K学園監禁致死事件

2014.10.21.Tue.11:43
1991年7月29日午後9時、警察へ「姫路市の会社員の長男(当時14歳)と三原市の自営業の長女(当時16歳)がコンテナ内で熱射病で死亡している」との電話があった。
通報は、広島県三原市の情緒障害児更生施設「K学園」からであった。

波穏やかな瀬戸内海に浮かぶ小島(当時の住民はわずか26名だった)にあるこの施設は、不登校もしくは問題行動をする児童や生徒の更生が目的であったが、実態は教育施設とは名ばかりの虐待施設であったと後に暴かれる。

前日の28日午前1時ごろ、喫煙したことに対する戒めとして、2人の入園者が「教育的見地」から、同施設内にあった鉄製のコンテナに手錠でつながれて監禁状態にされた。

学校は夏休み中で、炎天下にコンテナ内に44時間もの長い時間、監禁されたために脱水状態に陥って死亡した。

―冤罪―
死亡した生徒が入園する前に通っていた姫路市の中学校では、約1年前から校門で教師らが生徒の服装の乱れなどをチェックする取り組みが熱心に行なわれるようになっていた。

ある日クラスの積立金の紛失事故が起こり、学校内の不良グループと付き合い始めていた少年に、勝手な思いこみから担任教諭が疑いをかけ、それに逆上した少年は教諭を殴打してしまい、警察や家庭裁判所の調べを受けることとなる。

学校は生徒の非行に頭を抱えていた。この学校は当時、生徒指導の研究モデル校の指定を受けていたが、学校の組織体制や教育手法の改善よりも、問題を起こす少年は民間施設に入れて、学校から切り離すことが良いという方針だった。

このルールに従って、問題を起こす生徒は京都府や香川県の民間施設や児童福祉法に基づく児童自立支援施設(当時の呼称では教護院)である兵庫県立M学園に送られている。

K学園もその一つであった。
学園長は入園者を集めるため、姫路市の少年愛護センター職員が視察のため学園を訪れた際は、広島県尾道市内の店で酒食の接待を行なっている。

姫路市側は学園内を視察したが、宿泊施設等は視察せず、学園側の説明を聞くだけだった。問題のコンテナの存在には全く気づいていなかった。

―責任の所在―
死亡した少年の遺族は、施設の実態を調べずに紹介した姫路市教育委員会が少年の死について法的責任を負うべきであるとして、姫路市を相手に損害賠償を求める民事訴訟を起こした。

一方市側は、少年の入園は遺族が自発的に決定したものとして、市には全く法的責任が無いと表明する。

1997年11月17日、一審の神戸地方裁判所姫路支部は、教育委員会の担当指導主事が入園を強く勧めた事実を認定した。

1998年12月11日、控訴審の大阪高等裁判所は、原告勝訴の判決をしたが、被告の姫路市はこれを不服とし上告した

1999年10月1日、最高裁判所はこれを棄却し、姫路市の敗訴が確定した。また学園長の男性(当時67歳)は、監禁致死罪でが起訴された。

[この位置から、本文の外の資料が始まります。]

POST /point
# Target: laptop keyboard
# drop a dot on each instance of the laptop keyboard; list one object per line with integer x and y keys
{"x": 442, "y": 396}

公判の中では、少年がまもなく退園する予定であり、減収を防ぐため退園させない口実づくりとして、わざと煙草を置いたことが明らかとなった。教育者として不適格な振る舞いである。

1997年7月15日、一審で学園長に懲役5年の有罪判決が下される。控訴、上告いずれも実刑判決が下され、刑が確定した。

元学園長は服役後の2001年10月に女子高生への猥褻行為により広島県警に逮捕される。

2002年6月、広島地方裁判所で懲役2年の実刑判決を受ける。

事件後、K学園は放置され、20年経過した時点でも事件の舞台になったコンテナは残っているらしい。